Libérer le potentiel de la catalyse pour une synthèse pharmaceutique durable

Deryn Fogg

Département de chimie et sciences biomoléculaires

Prix : Prix Rio Tinto 2020 remis par la Société canadienne de chimie

Le prix Rio Tinto récompense la recherche de pointe en chimie inorganique ou en électrochimie. Brillante chercheuse et directrice des programmes d’études supérieures au Département de chimie et sciences biomoléculaires, la professeure Deryn Fogg a remporté récemment ce prix prestigieux, la plus haute distinction décernée dans le domaine par la Société canadienne de chimie, pour ses travaux sur la catalyse. La professeure Fogg souligne que « la réputation d’excellence de l’Université d’Ottawa n’est plus à faire en science de la catalyse, puisqu’elle compte dans ses rangs des sommités comme Howard Alper, Sandro Gambarotta et Tom Baker, dont plusieurs ont d’ailleurs reçu ce prix. C’est un honneur pour moi de faire désormais partie de ce groupe. »

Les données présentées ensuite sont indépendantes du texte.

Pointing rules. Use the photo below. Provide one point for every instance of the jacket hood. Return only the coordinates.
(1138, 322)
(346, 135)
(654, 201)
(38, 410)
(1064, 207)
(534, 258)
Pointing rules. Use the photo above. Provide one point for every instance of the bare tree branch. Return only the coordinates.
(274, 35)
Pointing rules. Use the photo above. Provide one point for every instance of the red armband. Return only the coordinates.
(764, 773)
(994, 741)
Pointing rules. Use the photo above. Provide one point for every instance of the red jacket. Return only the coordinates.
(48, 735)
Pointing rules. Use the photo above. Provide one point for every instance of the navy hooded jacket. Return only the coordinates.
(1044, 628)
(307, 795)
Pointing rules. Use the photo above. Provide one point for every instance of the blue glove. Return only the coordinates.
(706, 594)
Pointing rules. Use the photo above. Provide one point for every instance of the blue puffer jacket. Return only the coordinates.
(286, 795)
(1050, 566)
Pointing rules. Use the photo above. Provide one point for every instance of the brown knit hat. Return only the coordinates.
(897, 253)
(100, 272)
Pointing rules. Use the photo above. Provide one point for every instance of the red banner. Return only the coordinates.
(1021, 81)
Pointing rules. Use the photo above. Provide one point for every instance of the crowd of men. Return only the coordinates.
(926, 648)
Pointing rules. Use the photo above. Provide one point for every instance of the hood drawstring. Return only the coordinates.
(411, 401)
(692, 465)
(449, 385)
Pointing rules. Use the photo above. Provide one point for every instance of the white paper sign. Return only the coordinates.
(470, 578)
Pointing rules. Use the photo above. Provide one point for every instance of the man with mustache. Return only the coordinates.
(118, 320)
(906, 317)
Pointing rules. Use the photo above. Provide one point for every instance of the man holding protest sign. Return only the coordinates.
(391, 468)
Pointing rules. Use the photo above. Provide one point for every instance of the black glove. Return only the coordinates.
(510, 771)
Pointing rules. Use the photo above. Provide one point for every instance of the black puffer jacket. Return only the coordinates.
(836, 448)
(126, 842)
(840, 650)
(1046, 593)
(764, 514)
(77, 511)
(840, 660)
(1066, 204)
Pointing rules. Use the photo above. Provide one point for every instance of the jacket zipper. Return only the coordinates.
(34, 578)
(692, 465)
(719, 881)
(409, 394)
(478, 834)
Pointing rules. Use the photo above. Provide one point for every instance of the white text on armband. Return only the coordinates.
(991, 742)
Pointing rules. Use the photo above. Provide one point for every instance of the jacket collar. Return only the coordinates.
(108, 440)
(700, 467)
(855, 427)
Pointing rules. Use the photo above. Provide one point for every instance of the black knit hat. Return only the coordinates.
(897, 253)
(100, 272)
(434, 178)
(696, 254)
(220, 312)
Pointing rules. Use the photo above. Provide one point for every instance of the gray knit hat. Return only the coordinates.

La création de liaisons carbone-carbone est indispensable à la formation de nombreuses molécules essentielles, tant dans les matériaux que dans les médicaments. Toutefois, la production de médicaments, depuis ses débuts, engendre une empreinte environnementale considérable. Avec son groupe de recherche, la professeure s’intéresse à une catégorie de réactions qui créent des procédés chimiques plus durables, autrement dit, qui consomment moins de matière et d’énergie. À cet égard, la métathèse d’oléfines, prisée pour sa polyvalence (surtout dans le secteur pharmaceutique), est prometteuse. Elle offre en effet des voies plus simples et plus rapides vers la production de molécules thérapeutiques, dont les antiviraux, ce qui suscite énormément d’intérêt dans le monde à l’heure actuelle. Cependant, cette réaction nécessite un catalyseur, c’est-à-dire une molécule contenant du métal qui sert d’entremetteuse entre les deux atomes de carbone pour créer la nouvelle liaison. Une fois le catalyseur consommé, la réaction s’arrête. La courte durée de vie des catalyseurs représente donc un obstacle majeur à leur utilisation. Pire encore, le catalyseur résiduaire peut entraîner des réactions secondaires indésirables. Ces problèmes limitent énormément le recours à cette technologie (pourtant couronnée par un Nobel) dans la fabrication de produits chimiques, alors que ce domaine profiterait plus que tout autre d’une durabilité accrue.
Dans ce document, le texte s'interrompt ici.